Even the food descriptions are cringe. The red snapper comes whole and fried so you can “look your food straight into its eye” while the southern platter “gangs up” roasted chicken, fried chicken, sausage, beef rib, and sides. We get it, you like animal flesh.

But the worst part of Uncle Ray’s is the fact that they used a photo of a gorilla with the slogan “Who the hell is Uncle Ray?”

So we have an establishment run by a bunch of guys named Yannick, Michael, Adam, and Dan, who are ripping off Black southern culture and using a racist trope to boot.

VICE reached out to Adam Teolis, operating partner at Open Concept Hospitality, which is behind Uncle Ray’s, to ask about the marketing campaign.

“We are aware of the activity on social media around Uncle Ray’s but we do not have anything to add except that is was (sic) an oversight on our part and certainly no intentional (sic).”

It may have been an oversight, but it’s pretty easy to see why it happened and why it’ll probably happen again.

Now let’s turn our attention to legal cannabis, an industry that has brought together guys from all (mostly affluent) walks of life.
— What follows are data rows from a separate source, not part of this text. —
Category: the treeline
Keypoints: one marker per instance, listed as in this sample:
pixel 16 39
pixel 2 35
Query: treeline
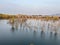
pixel 6 16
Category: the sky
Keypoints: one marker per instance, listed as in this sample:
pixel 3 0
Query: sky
pixel 30 7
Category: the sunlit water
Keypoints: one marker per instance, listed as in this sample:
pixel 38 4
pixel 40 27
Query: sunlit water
pixel 29 34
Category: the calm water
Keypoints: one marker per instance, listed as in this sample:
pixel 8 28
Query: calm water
pixel 27 35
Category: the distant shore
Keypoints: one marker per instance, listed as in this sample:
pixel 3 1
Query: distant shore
pixel 46 17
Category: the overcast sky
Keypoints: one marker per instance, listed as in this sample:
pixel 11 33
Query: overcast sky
pixel 30 6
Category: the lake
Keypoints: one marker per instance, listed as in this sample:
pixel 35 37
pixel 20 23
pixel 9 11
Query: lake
pixel 29 33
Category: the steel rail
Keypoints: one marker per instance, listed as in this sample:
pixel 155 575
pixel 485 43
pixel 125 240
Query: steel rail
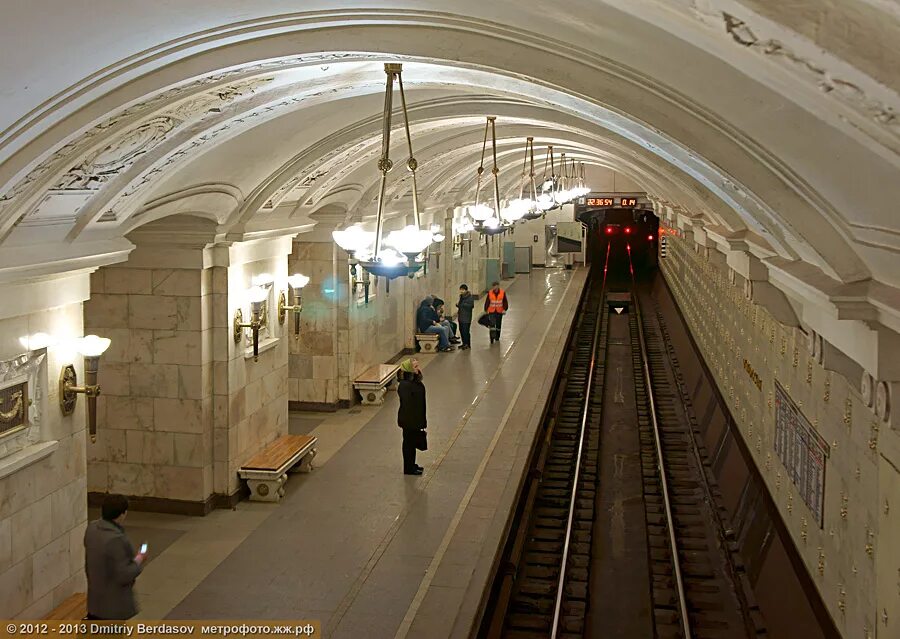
pixel 670 524
pixel 595 344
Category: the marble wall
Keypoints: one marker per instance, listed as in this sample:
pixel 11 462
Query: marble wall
pixel 252 400
pixel 183 405
pixel 155 412
pixel 342 335
pixel 853 556
pixel 314 355
pixel 42 471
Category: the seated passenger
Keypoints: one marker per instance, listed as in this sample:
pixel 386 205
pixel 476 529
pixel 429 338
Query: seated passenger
pixel 444 321
pixel 427 321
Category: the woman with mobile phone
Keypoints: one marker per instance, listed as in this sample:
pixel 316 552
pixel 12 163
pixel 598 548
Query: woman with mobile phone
pixel 111 564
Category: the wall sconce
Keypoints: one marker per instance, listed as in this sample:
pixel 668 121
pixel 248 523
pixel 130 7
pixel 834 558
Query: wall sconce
pixel 296 281
pixel 256 295
pixel 91 348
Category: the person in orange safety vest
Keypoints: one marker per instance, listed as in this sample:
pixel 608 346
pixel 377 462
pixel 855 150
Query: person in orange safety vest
pixel 496 303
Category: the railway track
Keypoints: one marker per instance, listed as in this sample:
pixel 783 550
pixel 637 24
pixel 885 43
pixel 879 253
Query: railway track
pixel 695 591
pixel 536 597
pixel 543 585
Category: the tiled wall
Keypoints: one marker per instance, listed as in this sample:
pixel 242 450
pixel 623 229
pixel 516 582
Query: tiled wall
pixel 313 359
pixel 852 558
pixel 155 411
pixel 42 506
pixel 257 406
pixel 341 336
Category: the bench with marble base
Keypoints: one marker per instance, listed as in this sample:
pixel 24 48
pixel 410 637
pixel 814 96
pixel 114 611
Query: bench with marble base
pixel 266 473
pixel 73 608
pixel 428 342
pixel 375 382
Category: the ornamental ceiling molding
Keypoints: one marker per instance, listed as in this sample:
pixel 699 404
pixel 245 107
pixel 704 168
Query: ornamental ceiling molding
pixel 120 203
pixel 196 98
pixel 113 146
pixel 365 133
pixel 875 117
pixel 669 150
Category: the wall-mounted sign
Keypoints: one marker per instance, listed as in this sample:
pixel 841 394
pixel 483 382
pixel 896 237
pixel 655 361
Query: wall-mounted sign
pixel 753 376
pixel 802 451
pixel 611 201
pixel 568 237
pixel 14 403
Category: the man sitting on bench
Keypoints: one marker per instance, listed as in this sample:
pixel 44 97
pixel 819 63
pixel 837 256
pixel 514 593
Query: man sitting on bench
pixel 427 321
pixel 438 304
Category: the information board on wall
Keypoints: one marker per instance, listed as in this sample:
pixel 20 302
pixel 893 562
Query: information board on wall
pixel 802 451
pixel 569 236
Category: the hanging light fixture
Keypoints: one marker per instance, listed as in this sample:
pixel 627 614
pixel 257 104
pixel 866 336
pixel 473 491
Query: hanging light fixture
pixel 410 241
pixel 581 189
pixel 563 194
pixel 526 206
pixel 487 219
pixel 546 200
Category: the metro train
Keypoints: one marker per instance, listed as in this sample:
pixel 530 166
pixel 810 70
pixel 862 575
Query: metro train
pixel 618 231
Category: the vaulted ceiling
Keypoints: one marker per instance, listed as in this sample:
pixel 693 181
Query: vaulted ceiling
pixel 256 115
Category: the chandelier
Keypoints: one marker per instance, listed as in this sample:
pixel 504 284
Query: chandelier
pixel 486 219
pixel 546 199
pixel 404 247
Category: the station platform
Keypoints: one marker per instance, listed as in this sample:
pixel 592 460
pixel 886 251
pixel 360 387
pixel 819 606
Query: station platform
pixel 358 545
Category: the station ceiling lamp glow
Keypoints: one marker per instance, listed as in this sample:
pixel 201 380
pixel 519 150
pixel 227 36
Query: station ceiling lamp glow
pixel 256 295
pixel 410 241
pixel 296 282
pixel 546 199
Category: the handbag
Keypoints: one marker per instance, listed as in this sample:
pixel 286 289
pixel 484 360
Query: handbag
pixel 421 440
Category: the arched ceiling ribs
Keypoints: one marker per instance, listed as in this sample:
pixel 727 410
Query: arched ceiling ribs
pixel 734 162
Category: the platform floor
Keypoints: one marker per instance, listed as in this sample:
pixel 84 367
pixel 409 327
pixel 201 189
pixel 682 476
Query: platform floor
pixel 356 544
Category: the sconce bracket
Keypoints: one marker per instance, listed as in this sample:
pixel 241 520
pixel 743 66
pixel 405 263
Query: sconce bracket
pixel 67 397
pixel 238 326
Many, myself included, have remarked on the inequity within the space, especially when over-policed Black and Indigenous peoples, women, medical patients, and those who built the illicit market—taking major risks to do so—have largely been excluded.

Well B.C.-based legal weed company GTEC Holdings is sort of taking on that issue. Not by undertaking any social justice movement, but by capitalizing on the term “black market.”

The company debuted its recreational weed brand Blk Mkt in December, and was on hand at the Lift & Co. Cannabis Expo in Vancouver last week to show it off. Its signage at the expo included the slogan: “Once you go Blk…” You know, like a play on that fetishizing slogan “once you go Black, you never go back.”

The marketing ploy didn’t go over too well on Twitter, with many remarking that it’s pretty dang tone deaf to appropriate the term “black market” in order to make money, while people who actually worked in the black market or fought prohibition have been criminalized.

GTEC Holdings founder Norton Singhavon said he can see why the “Once you go Blk” slogan was a misfire, though he thinks it’s being taken out of context.

However, he said the brand is meant to “pay homage to the real OGS out there, the guys who risked it all.”

According to Singhavon, the brand is tracking well amongst its key demographic—weed connoisseurs who want craft cannabis and high THC strains. He also said the bulk of his senior operations team is made up of people who came from the legacy market.

“The purpose of this brand was to be edgy and controversial,” Singhavon said.

Looks like they succeeded, for whatever that’s worth.